MANILA, Philippines — The Supreme Court (SC) has struck down the Department of Energy (DOE) and Energy Regulatory Commission’s (ERC) regulations that compelled big power consumers to source electricity from only a select group of accredited suppliers.
In a 37-page decision, promulgated on March 2 but uploaded in the high court’s website on Sept. 24, the SC granted the petitions that sought to void DOE Circular (DC) 2015-06-0110 and ERC Resolutions 5, 10, 11 and 28 concerning the implementation of the Retail Competition and Open Access (RCOA).
In the decision, the SC stressed that the DOE’s mandate is to formulate rules to achieve EPIRA’s objectives, and the ERC should enforce not “supplant” these rules with its own issuances, declaring the assailed issuances “void for being bereft of legal basis” and directed the ERC to promulgate supporting guidelines to the remedied 2017 circulars issued by the DOE.
According to the high court, the RCOA is a policy provided for under the Republic Act No. 9136 or the “Electric Power Industry Reform Act of 2001 (EPIRA)” that gives consumers the power to select their own supplier for their electricity needs.
Various groups including the Philippine Chamber of Commerce and Industry (PCCI) alleged that the DOE and ERC issuances are unconstitutional and go against consumers’ “power of choice.”
Respondents to the case were DOE Secretary Alfonso Cusi and the now-defunct ERC officials led by Chairman Jose Vicente Salazar, and Commissioners Alfredo Non, Gloria Victoria Yap-Taruc, Josefina Patricia Asirit and Geronimo Sta.

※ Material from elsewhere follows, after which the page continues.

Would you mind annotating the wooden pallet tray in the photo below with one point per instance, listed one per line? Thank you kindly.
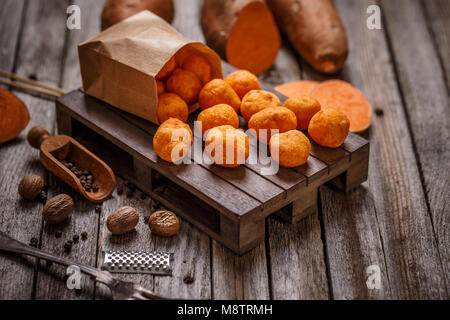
(229, 204)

Ana.
The said issuances had been the subject of a temporary restraining order (TRO) issued in February 2017.
It regulated big power consumers to only source their electricity supply from the 23 retail electricity suppliers (RES) chosen by the ERC — failure to comply would result in disconnection from their respective distribution utilities (DUs).
The policies likewise prohibited DUs from participating as suppliers and ordered the winding down of operations of all local RES, which further limited the number of RES where consumers can source their electricity.
Petitioners argued that migrating to another supplier should be “voluntary” as per the provisions of the EPIRA, making the policies “patently unconstitutional” and in violation of free enterprise and antitrust.
They added that the DOE and ERC went beyond their legal authority to interpret and implement the EPIRA.
Meanwhile, the DOE and ERC, for their part, asserted that the “migration is mandatory,” further insisting that the DOE has the power and function to formulate rules to implement the EPIRA’s objectives.
The SC, however, said the “respondents are mistaken” and that the EPIRA was evident when it used “shall allow” concerning the transfer of a qualified end-user to the contestable market, which should not be automatic.
“It is well established that when the law is clear and unambiguous, ‘it should be applied as written,” the decision read.
The EPIRA, according to the high court’s decision, also included public utilities like DUs and electric cooperatives to be suppliers in the contestable market.
The SC further stated that the earlier issuances “emphasized customer choice” by giving the qualified consumers the “liberty to source from licensed and authorized” local RES in line with EPIRA’s underlying objective of “creating a free and competitive market that will provide reliable electricity at reasonable prices.”
In its comment over the consolidated petitions, the DOE itself admitted that the issuances had “palpable inconsistencies with the EPIRA” particularly on the mandatory migration of eligible end-users and prohibition imposed on the DUs.
The DOE then issued DC 2017-12-0013 and DC2017-12-0014 to rectify the assailed issuances, allowing the voluntary migration of customers and DUs continued participation as RES.